Luján, 27 noviembre 2025 – Total News Agency-TNA- El Club Luján quedó envuelto en una creciente polémica tras revelarse que empresarios investigados por presunto lavado de dinero lograron posicionarse en la conducción de la entidad deportiva con el aval político del intendente camporista Leonardo Boto. La trama, que mezcla vínculos comerciales, beneficios urbanísticos y sospechas judiciales, se originó en 2020, cuando desembarcó en la ciudad la constructora Lenner, parte del Grupo Dinal, propiedad de Néstor Ruiz.
Pocos meses después de instalarse en Luján, la empresa realizó una donación estratégica: financió la construcción de los nuevos baños de la Terminal de Ómnibus. Acto seguido, el municipio aprobó —sin pasar por el Concejo Deliberante ni contar con un estudio de impacto ambiental— un megaproyecto inmobiliario de 411 departamentos y un centro comercial de 100.000 metros cuadrados, denominado Tao Bosque. La operación despertó sospechas sobre un vínculo preferencial entre el gobierno municipal y la firma constructora, que rápidamente expandió su influencia más allá del negocio inmobiliario.
La penetración del Grupo Dinal y de Lenner en la vida institucional del Club Luján fue directa. El presidente del club, Federico Vanin —secretario de Desarrollo Humano del municipio y concejal electo por La Cámpora— avaló la incorporación de ejecutivos de la empresa a la comisión directiva. Así, el gerente de ventas de la constructora, Juan Pablo Fagiani, asumió como vicepresidente, mientras que el propio Néstor Ruiz se ubicó como vocal, había informado La Postal de Mar del Plata. La presencia empresarial en la estructura del club se consolidó rápidamente como un factor de poder interno.
Todo cambió en diciembre de 2023, cuando la entonces ministra de Seguridad, Patricia Bullrich, anunció el desmantelamiento de una organización que, según la investigación federal, lavaba dinero del narcotráfico proveniente del clan Mameluco Villalba. En ese expediente, los dos grupos empresariales encargados de las obras en Luján —Grupo Dinal y la constructora Lenner— aparecen mencionados como empresas de pantalla utilizadas para blanquear fondos ilícitos. Ambas firmas, radicadas en San Martín, operaban históricamente en el mismo territorio donde el clan Villalba desarrolló sus actividades criminales.
La explosión del caso judicial impactó de lleno en el entramado económico. La constructora quedó prácticamente en estado de insolvencia: es considerada morosa e irrecuperable tanto por el Banco Nación como por el Banco Provincia, y enfrenta problemas severos con el Banco Supervielle. Hoy registra más de 280 cheques rechazados por falta de fondos por un monto superior a 700 millones de pesos, un indicio concreto del deterioro financiero que arrastró sus proyectos.

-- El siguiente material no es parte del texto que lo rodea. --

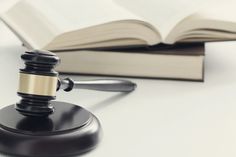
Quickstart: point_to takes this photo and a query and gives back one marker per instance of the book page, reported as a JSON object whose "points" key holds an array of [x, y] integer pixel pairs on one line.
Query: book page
{"points": [[212, 23], [164, 14], [82, 13]]}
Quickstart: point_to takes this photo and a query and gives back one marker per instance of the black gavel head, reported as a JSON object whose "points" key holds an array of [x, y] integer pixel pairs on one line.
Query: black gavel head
{"points": [[38, 83]]}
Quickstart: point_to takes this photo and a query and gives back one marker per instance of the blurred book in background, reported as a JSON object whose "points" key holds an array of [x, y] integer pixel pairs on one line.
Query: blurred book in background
{"points": [[101, 28]]}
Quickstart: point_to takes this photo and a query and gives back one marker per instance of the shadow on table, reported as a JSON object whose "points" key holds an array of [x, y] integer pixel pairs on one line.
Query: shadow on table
{"points": [[107, 102]]}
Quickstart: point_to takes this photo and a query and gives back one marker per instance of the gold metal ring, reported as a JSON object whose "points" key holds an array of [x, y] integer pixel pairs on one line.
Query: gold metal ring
{"points": [[38, 84]]}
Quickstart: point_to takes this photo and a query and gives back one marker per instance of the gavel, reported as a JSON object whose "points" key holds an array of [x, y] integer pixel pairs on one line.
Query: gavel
{"points": [[39, 82], [39, 126]]}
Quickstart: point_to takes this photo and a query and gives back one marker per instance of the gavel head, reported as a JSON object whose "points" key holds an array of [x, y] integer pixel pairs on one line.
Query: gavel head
{"points": [[38, 83]]}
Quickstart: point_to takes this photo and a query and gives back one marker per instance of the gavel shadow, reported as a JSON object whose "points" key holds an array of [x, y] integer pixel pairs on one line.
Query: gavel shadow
{"points": [[107, 102]]}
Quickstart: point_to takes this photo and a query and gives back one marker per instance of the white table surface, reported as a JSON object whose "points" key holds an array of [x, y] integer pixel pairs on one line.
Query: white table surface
{"points": [[161, 118]]}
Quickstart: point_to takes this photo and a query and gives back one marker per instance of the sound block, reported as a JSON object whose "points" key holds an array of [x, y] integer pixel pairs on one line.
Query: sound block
{"points": [[70, 130]]}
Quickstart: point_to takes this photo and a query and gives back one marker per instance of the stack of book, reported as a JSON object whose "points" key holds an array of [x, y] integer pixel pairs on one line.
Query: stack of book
{"points": [[106, 38]]}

Como consecuencia, numerosas familias que habían adquirido unidades o confiado en la empresa para obras en Luján, San Martín y Mar del Plata reclaman respuestas ante construcciones paralizadas y compromisos incumplidos. Mientras crece la preocupación de vecinos y damnificados, persiste el silencio de los dirigentes políticos que respaldaron el desembarco de las firmas involucradas. El intendente Leonardo Boto y el presidente del club, Federico Vanin, son señalados como impulsores de las decisiones que permitieron a los empresarios investigados ocupar posiciones clave. Según testimonios locales, ambos dirigentes han evitado dar explicaciones públicas y minimizan la crisis, generando un clima de malestar creciente.
El caso vuelve a poner en escena la relación entre poder político local y grupos empresariales con antecedentes controvertidos, y reabre interrogantes sobre la falta de controles institucionales que permitieron la consolidación de este entramado en uno de los clubes deportivos más tradicionales de Luján.